Controversial "stand your ground" laws that have come into the spotlight since the shooting of Trayvon Martin have found their way into the Republican Party's national platform.
Nestled in the massive document, which outlines in minute detail the national party's agenda for the next four years, is a provision that expands earlier support for Second Amendment rights to specifically include self-defense outside the home.
"We support the fundamental right to self-defense wherever a law-abiding citizen has a legal right to be" the plank reads.
Marion Hammer, executive director of United Sportsmen of Florida and past president of the National Rifle Association, said the language more clearly articulates the party's longstanding support of gun owners' right to protect themselves without fear that their self-defensive actions would come back to haunt them.
"It does what it is intended to do," Hammer said of Florida's 2005 version of the law, which has since passed in a couple of other jurisdictions. "It protects law-abiding people who are defending themselves and their families in a lawful manner from the criminal element."

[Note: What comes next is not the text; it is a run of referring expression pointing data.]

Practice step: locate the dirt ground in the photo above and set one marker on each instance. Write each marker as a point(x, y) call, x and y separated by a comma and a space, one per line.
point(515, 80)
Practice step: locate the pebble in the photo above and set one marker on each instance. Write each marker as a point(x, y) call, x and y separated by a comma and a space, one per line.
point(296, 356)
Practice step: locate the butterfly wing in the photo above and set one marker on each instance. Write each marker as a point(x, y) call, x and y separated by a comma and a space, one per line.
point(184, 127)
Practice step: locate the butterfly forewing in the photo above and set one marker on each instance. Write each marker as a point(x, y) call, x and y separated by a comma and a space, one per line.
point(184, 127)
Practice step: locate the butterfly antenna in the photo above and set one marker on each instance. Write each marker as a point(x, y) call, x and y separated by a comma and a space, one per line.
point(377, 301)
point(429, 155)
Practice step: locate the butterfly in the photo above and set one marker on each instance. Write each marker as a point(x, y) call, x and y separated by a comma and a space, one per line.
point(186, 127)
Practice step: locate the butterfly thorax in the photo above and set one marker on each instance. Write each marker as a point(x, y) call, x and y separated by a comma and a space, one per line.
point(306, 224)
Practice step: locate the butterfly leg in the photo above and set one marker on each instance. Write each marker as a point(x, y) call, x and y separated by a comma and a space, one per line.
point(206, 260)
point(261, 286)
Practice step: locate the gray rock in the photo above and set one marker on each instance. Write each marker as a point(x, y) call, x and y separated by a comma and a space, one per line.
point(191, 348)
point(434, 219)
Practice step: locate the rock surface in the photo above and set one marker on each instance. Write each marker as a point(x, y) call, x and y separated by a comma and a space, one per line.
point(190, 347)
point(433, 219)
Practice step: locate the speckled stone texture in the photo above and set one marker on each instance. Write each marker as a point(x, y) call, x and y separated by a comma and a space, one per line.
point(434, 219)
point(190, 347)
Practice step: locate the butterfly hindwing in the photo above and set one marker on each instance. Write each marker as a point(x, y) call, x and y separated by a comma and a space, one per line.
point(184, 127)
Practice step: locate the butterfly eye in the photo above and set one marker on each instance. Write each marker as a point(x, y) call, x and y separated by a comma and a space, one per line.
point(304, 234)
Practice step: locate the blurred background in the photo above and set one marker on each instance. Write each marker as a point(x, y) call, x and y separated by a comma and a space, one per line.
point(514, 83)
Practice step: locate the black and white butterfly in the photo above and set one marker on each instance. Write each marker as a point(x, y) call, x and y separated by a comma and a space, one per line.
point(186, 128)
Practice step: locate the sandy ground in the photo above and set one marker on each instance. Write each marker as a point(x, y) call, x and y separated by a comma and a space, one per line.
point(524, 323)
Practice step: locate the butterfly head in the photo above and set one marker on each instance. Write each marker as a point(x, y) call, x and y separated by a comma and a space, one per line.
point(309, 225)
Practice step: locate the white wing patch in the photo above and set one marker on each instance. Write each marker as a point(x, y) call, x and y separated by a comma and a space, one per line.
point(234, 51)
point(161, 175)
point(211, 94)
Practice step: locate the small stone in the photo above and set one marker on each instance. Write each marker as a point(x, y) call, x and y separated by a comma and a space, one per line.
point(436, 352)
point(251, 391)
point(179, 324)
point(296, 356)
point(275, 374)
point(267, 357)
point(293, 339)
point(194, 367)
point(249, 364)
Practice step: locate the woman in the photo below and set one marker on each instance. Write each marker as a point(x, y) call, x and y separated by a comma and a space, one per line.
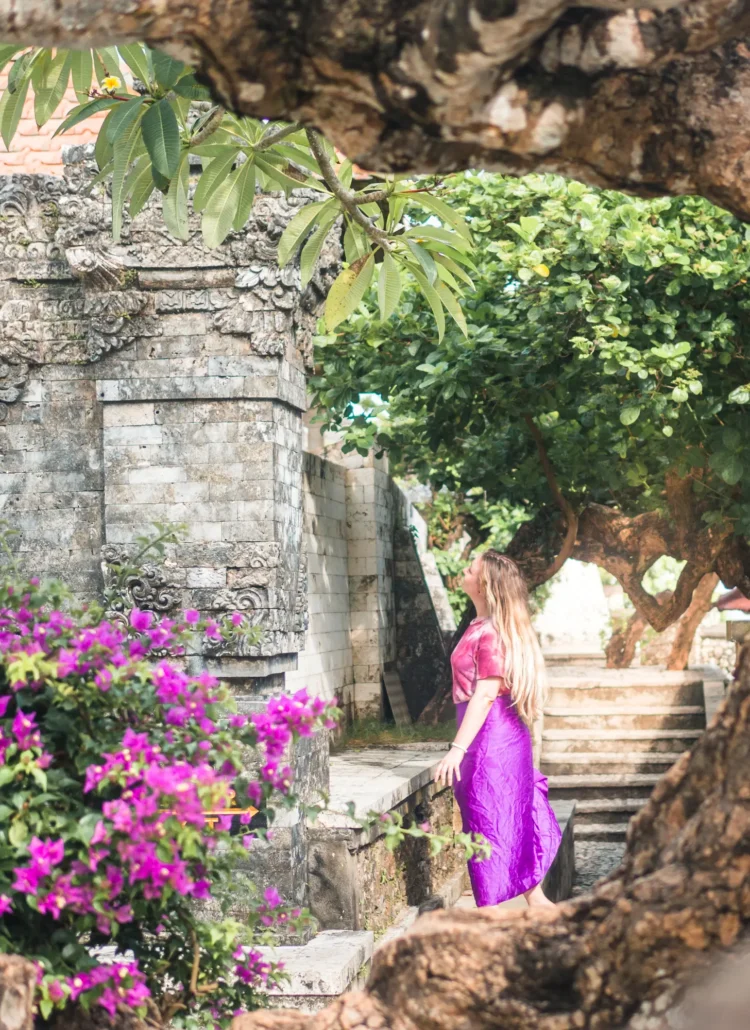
point(499, 685)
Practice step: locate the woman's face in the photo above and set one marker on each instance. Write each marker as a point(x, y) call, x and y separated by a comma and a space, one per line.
point(471, 580)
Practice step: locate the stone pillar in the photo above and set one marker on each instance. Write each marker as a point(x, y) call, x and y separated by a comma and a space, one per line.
point(154, 381)
point(370, 534)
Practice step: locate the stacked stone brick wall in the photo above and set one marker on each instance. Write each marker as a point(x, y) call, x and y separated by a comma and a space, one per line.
point(370, 531)
point(34, 149)
point(421, 658)
point(326, 661)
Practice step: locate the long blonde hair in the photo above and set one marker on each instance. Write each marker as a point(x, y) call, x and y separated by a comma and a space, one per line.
point(507, 597)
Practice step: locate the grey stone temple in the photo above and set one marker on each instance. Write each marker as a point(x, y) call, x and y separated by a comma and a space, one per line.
point(157, 381)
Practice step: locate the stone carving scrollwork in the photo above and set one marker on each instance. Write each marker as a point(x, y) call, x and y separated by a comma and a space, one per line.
point(95, 268)
point(302, 615)
point(12, 380)
point(127, 587)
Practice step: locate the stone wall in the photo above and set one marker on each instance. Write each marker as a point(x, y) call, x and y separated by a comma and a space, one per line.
point(157, 381)
point(375, 597)
point(326, 664)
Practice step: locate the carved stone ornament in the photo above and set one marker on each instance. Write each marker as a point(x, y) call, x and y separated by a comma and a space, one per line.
point(302, 615)
point(96, 268)
point(12, 380)
point(125, 587)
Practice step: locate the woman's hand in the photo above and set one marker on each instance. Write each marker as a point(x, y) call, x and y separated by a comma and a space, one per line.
point(449, 767)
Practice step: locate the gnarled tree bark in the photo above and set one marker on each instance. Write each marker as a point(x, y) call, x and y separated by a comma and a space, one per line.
point(620, 957)
point(653, 100)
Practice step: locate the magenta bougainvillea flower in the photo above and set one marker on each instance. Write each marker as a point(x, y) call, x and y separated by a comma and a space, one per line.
point(114, 759)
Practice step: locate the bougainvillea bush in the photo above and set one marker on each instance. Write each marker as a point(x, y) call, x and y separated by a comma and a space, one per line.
point(110, 756)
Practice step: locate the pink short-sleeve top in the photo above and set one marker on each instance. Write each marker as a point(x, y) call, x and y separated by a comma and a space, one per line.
point(479, 655)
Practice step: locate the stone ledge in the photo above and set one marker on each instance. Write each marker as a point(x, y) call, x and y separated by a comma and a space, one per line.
point(333, 962)
point(376, 780)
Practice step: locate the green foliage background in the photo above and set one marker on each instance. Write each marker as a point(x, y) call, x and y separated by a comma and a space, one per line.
point(619, 324)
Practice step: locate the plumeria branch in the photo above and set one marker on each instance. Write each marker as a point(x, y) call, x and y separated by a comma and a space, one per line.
point(350, 201)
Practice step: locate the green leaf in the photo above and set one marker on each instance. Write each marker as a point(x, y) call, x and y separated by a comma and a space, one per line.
point(425, 260)
point(135, 57)
point(345, 172)
point(433, 300)
point(740, 395)
point(83, 111)
point(452, 306)
point(102, 147)
point(124, 155)
point(110, 60)
point(19, 833)
point(47, 100)
point(166, 70)
point(174, 205)
point(733, 470)
point(445, 212)
point(12, 109)
point(38, 68)
point(212, 176)
point(629, 414)
point(138, 185)
point(19, 70)
point(126, 112)
point(453, 268)
point(81, 66)
point(219, 213)
point(161, 134)
point(311, 250)
point(298, 226)
point(389, 286)
point(245, 194)
point(731, 439)
point(6, 52)
point(347, 292)
point(356, 244)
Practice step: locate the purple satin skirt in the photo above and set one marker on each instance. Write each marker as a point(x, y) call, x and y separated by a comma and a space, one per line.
point(502, 796)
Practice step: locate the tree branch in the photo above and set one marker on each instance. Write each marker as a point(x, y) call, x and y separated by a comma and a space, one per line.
point(571, 517)
point(346, 197)
point(209, 126)
point(275, 135)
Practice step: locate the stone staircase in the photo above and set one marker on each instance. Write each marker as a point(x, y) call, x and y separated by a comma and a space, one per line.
point(610, 734)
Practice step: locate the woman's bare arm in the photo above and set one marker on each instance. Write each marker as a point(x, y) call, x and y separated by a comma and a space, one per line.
point(477, 710)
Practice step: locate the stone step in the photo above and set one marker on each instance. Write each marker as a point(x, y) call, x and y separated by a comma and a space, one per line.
point(569, 762)
point(617, 740)
point(607, 810)
point(601, 831)
point(577, 693)
point(601, 786)
point(335, 961)
point(624, 717)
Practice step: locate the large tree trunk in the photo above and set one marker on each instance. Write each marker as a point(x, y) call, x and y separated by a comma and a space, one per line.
point(688, 623)
point(651, 100)
point(619, 957)
point(627, 546)
point(620, 649)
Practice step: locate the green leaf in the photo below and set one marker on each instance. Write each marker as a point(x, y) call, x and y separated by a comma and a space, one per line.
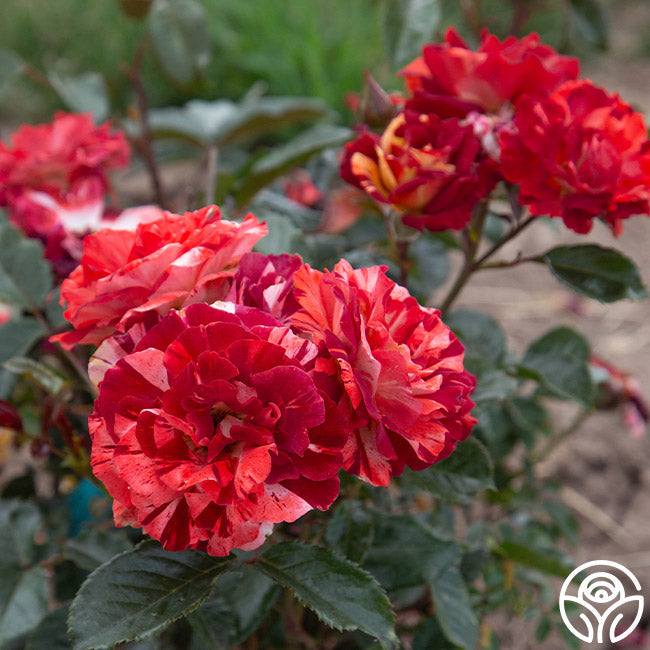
point(241, 599)
point(223, 122)
point(51, 633)
point(431, 266)
point(600, 273)
point(301, 216)
point(19, 523)
point(84, 93)
point(140, 592)
point(23, 600)
point(18, 335)
point(11, 66)
point(544, 628)
point(533, 558)
point(429, 635)
point(407, 26)
point(480, 333)
point(407, 553)
point(350, 531)
point(92, 548)
point(459, 477)
point(25, 276)
point(45, 377)
point(180, 38)
point(342, 595)
point(492, 384)
point(453, 610)
point(560, 359)
point(283, 236)
point(292, 154)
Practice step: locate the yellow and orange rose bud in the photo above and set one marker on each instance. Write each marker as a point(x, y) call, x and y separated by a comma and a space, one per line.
point(433, 171)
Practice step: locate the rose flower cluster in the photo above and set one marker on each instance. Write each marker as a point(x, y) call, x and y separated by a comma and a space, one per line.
point(510, 110)
point(53, 179)
point(234, 386)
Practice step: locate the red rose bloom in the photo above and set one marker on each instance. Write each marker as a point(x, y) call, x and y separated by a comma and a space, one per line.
point(430, 169)
point(395, 368)
point(452, 80)
point(53, 178)
point(578, 155)
point(169, 262)
point(53, 157)
point(211, 430)
point(266, 282)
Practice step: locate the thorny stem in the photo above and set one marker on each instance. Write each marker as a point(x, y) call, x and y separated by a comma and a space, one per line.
point(144, 144)
point(399, 244)
point(474, 233)
point(511, 235)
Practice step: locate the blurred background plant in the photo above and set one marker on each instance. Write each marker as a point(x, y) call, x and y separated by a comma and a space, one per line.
point(244, 93)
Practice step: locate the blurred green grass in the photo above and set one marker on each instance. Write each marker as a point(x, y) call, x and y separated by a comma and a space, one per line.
point(306, 47)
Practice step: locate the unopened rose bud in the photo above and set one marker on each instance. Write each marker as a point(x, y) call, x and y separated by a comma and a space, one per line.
point(376, 108)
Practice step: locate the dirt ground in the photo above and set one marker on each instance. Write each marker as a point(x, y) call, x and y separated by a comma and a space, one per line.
point(605, 469)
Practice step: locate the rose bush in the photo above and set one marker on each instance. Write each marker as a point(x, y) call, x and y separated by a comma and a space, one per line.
point(211, 430)
point(450, 79)
point(397, 368)
point(581, 154)
point(430, 169)
point(169, 262)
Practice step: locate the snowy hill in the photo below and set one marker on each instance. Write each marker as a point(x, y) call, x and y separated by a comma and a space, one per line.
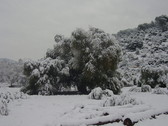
point(144, 47)
point(11, 72)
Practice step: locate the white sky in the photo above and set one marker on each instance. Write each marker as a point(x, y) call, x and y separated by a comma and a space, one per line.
point(27, 27)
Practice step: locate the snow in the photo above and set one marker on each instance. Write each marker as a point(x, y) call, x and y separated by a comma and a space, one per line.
point(78, 110)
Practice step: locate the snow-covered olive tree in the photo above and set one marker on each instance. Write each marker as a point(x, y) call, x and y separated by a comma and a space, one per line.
point(87, 59)
point(95, 58)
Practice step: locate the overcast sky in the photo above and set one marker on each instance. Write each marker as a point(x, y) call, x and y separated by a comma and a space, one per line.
point(27, 27)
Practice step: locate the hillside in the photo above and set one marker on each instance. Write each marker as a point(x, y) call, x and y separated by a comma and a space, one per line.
point(145, 48)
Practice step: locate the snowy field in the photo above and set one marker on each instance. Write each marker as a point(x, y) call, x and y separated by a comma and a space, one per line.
point(77, 110)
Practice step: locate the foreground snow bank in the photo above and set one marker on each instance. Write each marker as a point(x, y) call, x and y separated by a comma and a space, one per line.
point(79, 110)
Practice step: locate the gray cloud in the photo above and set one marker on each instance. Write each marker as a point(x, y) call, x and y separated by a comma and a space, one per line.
point(27, 27)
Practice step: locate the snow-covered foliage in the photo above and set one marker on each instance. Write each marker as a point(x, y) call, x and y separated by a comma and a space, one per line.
point(6, 97)
point(87, 59)
point(144, 46)
point(45, 76)
point(11, 72)
point(159, 90)
point(146, 88)
point(154, 75)
point(98, 93)
point(119, 100)
point(96, 55)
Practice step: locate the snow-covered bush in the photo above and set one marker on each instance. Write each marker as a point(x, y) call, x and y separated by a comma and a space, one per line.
point(45, 76)
point(119, 100)
point(3, 107)
point(87, 59)
point(146, 88)
point(152, 52)
point(152, 75)
point(159, 90)
point(96, 55)
point(6, 97)
point(135, 89)
point(108, 93)
point(98, 93)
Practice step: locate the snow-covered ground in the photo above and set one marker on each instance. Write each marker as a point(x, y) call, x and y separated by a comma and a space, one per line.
point(79, 110)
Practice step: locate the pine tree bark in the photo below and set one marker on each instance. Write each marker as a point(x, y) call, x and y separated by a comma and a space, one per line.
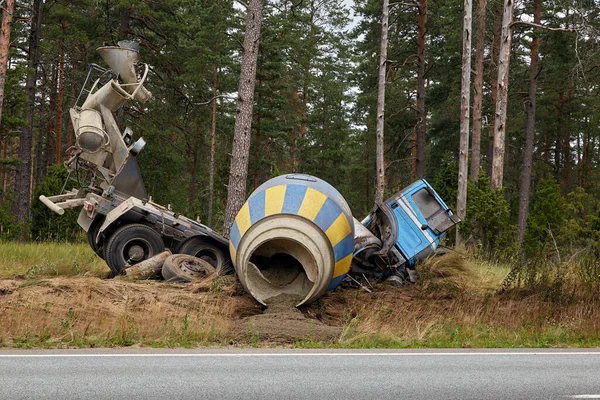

Recently enacted "stand your ground" laws are logical extensions of the "Castle Doctrine," Hammer said, which provides some immunity for residents to defend themselves in their homes against an intruder.
Florida's law was changed in 2005 to remove a duty to first try to avoid killing an attacker and expanding the protections beyond their homes and into public spaces.
"The 'Castle Doctrine' allows law-abiding people to protect themselves without being hassled by the criminal justice system," Hammer said. "That is what the Castle Doctrine, or the "stand your ground" law, is all about."
Though law in Florida for several years now, it wasn't widely discussed until it gained new attention after the February fatal shooting of 17-year-old Trayvon Martin in Sanford.
George Zimmerman, a neighborhood watch volunteer, faces second-degree murder charges in Martin's death, which has sparked national debate over racial profiling and "stand your ground" protections. Martin, who is black, was unarmed.
Zimmerman's lawyers have said they would likely use "stand your ground" as a defense, though it's not certain. But they say Zimmerman feared for his life after a scuffle with Martin.
A Quinnipiac University poll taken in May showed registered voters in Florida, by a 56 percent to 35 percent margin, support the state's "stand your ground" law. The support is strongest among Republicans, who back the current law 78-15, though independent voters also support the law, by a 58 percent to 35 percent margin.
Democrats more often oppose it, by a 59 percent to 32 percent margin, the poll found.